Today reverse osmosis (RO) is the membrane process that more emphasizes the success of membrane operations because it is, globally, the most widely used desalination technology. RO is the most efficient technology for wastewater reclamation (tertiary treatment), too. This makes it a strong candidate to tackle current and future water shortage problems. Together with advancements in other aspects of RO technology, the understanding of transport phenomena, the intensive research efforts to minimize fouling/biofouling/concentration polarization phenomena, the development of membrane materials have undeniably increased RO performance and efficiency. Therefore, the aim of this chapter is: (i) to illustrate transport mechanisms and models developed to describe solute and solvent fluxes through RO membranes, (ii) to present concentration polarization/fouling/biofouling problem in RO membranes and the means for their control, (iii) to describe the RO membrane materials and modules commercially used, and (iv) to look forward to the novel nanostructured materials that will shape future trends in membrane materials research.

Zero Liquid Discharge in Desalination

Global water stress, raw material depletion, environmental pollution, energy production, and consumption are already severe problems that our modern society have to solve and overcome for maintaining and increasing the quality of our life.
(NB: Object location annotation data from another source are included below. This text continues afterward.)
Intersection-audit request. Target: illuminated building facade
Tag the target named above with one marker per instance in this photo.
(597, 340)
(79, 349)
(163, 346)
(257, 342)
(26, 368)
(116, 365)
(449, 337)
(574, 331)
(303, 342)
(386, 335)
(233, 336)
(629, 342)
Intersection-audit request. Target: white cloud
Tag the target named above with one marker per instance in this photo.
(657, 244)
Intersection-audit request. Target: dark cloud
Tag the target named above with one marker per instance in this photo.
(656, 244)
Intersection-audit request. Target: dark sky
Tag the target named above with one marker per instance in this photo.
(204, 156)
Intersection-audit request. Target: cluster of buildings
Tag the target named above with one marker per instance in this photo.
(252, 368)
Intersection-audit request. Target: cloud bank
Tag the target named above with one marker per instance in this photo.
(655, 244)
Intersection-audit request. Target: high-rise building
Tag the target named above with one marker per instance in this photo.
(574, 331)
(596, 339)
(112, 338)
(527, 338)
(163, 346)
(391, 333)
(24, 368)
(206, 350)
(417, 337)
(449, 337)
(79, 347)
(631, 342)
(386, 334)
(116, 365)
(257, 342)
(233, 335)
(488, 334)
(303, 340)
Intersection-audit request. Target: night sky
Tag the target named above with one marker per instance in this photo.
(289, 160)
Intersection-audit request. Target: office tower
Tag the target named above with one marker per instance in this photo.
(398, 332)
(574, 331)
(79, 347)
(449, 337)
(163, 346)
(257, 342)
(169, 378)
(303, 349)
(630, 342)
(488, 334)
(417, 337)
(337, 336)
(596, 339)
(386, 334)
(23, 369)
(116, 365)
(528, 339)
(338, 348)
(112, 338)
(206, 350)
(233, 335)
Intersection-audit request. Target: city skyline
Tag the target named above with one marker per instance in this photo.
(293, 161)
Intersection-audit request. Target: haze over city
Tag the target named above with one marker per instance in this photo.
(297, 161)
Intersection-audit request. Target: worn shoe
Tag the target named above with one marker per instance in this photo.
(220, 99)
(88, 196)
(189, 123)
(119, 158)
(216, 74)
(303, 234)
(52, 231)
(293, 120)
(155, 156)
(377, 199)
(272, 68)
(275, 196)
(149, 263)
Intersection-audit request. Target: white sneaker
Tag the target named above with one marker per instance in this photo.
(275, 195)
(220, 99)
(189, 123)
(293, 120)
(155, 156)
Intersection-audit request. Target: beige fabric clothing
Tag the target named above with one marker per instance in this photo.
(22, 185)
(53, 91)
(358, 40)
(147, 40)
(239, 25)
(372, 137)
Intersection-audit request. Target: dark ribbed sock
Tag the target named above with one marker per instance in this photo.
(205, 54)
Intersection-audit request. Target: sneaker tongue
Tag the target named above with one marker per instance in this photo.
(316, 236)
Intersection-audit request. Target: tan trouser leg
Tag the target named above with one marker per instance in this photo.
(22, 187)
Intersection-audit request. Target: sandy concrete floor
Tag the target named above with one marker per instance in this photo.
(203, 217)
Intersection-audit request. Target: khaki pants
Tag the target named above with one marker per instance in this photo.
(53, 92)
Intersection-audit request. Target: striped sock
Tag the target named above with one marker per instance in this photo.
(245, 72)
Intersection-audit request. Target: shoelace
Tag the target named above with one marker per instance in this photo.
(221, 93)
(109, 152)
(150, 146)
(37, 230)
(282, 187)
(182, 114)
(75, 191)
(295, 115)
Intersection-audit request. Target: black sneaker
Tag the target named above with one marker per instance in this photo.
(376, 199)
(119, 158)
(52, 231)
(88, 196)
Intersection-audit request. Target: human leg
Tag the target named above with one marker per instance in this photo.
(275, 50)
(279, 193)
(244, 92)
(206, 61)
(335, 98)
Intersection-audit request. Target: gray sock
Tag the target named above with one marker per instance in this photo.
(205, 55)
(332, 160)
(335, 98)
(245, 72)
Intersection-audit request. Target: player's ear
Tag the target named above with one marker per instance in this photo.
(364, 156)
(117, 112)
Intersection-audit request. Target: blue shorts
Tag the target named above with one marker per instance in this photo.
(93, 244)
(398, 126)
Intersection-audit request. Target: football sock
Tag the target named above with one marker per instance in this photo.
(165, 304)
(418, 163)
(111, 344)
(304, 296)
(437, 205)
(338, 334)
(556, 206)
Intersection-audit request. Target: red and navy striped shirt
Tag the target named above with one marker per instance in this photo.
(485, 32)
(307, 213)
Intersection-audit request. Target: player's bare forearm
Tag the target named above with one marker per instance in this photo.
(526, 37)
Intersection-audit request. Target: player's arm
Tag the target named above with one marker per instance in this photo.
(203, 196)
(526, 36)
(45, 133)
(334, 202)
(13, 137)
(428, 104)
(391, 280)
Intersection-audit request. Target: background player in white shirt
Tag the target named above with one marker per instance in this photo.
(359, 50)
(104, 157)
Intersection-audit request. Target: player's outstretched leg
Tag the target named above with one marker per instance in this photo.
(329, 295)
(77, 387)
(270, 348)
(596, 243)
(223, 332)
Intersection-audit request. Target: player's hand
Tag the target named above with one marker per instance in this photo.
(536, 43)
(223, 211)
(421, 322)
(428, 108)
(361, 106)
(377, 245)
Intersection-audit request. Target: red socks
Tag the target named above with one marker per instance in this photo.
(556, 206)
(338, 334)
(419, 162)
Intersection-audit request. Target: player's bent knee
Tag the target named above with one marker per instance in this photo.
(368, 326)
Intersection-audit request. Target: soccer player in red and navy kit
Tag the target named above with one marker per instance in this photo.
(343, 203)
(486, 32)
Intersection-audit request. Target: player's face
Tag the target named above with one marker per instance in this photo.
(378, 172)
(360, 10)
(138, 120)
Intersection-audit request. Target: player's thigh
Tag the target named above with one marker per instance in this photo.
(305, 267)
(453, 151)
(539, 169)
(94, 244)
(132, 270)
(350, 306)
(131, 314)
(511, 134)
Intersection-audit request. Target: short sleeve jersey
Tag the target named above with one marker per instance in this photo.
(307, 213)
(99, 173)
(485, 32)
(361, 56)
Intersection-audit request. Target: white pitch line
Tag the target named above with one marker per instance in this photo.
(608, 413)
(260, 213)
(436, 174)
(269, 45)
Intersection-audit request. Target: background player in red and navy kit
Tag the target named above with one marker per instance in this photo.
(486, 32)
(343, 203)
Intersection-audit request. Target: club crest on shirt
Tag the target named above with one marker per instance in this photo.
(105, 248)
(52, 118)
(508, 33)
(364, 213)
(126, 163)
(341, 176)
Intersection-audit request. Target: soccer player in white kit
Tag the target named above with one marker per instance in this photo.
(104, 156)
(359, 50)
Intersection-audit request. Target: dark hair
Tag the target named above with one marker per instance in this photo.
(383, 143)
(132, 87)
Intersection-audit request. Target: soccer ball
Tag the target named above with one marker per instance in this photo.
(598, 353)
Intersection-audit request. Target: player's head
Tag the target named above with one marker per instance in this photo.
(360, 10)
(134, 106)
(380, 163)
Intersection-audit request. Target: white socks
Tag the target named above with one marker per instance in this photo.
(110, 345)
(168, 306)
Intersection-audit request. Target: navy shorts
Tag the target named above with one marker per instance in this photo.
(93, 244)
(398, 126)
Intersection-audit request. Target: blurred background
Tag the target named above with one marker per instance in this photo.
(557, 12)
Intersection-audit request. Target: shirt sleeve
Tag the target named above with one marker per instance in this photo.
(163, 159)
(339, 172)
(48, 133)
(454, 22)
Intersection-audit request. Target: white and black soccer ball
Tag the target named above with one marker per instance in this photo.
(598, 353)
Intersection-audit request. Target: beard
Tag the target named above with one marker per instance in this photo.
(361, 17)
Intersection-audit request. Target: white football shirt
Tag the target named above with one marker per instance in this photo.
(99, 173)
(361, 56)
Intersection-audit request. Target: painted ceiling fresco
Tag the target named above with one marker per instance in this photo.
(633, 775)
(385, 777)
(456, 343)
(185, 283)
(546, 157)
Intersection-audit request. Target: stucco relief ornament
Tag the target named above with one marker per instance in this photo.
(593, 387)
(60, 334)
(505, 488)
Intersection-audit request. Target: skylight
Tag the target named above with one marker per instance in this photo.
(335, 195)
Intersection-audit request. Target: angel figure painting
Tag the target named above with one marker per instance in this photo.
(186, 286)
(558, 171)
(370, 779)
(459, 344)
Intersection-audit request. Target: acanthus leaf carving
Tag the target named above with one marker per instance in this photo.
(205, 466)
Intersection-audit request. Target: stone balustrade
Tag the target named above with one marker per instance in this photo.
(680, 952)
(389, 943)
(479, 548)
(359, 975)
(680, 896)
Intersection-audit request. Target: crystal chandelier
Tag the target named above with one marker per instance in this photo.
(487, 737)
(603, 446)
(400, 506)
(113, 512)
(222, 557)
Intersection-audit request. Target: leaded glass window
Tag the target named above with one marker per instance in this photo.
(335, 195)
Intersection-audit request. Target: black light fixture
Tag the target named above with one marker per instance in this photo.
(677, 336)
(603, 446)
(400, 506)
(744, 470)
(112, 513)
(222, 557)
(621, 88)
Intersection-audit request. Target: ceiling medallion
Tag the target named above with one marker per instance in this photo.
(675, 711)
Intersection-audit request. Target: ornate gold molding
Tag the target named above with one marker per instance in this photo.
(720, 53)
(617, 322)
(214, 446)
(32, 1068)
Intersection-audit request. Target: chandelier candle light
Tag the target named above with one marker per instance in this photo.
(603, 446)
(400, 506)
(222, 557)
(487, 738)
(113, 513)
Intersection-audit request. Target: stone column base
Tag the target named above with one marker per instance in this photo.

Membrane engineering with its various operations is one of the disciplines more involved in the technological innovations necessary to face these strongly interconnected problems. In this work, the most interesting aspects of membrane engineering in water desalination are identified, not only for the production of freshwater but also for the production of energy and for the recovery of metals from the concentrated waste streams of the desalination plants. In particular, the potentialities of integrated membrane-based desalination processes with membrane distillation (MD)/membrane crystallization (MCr)/pressure-retarded osmosis/reverse electrodialysis units are described. Desalination processes designed in this way could become closed systems, exploiting seawater in order to approach zero liquid discharge (ZLD), or near ZLD, and total raw materials utilization.

3.12 Membrane Condenser and Membrane Dryer

Among the large variety of membrane operations, membrane contactors represent relatively new membrane-based devices that are gaining wide consideration. Membrane contactors are systems in which microporous hydrophobic membranes are used not as selective barriers but as a tool for interphase mass transfer operations. All traditional stripping, scrubbing, absorption, and liquid–liquid extraction operations, as well as condensation, dehydration, crystallization and phase transfer catalysis, can be carried out according to this configuration.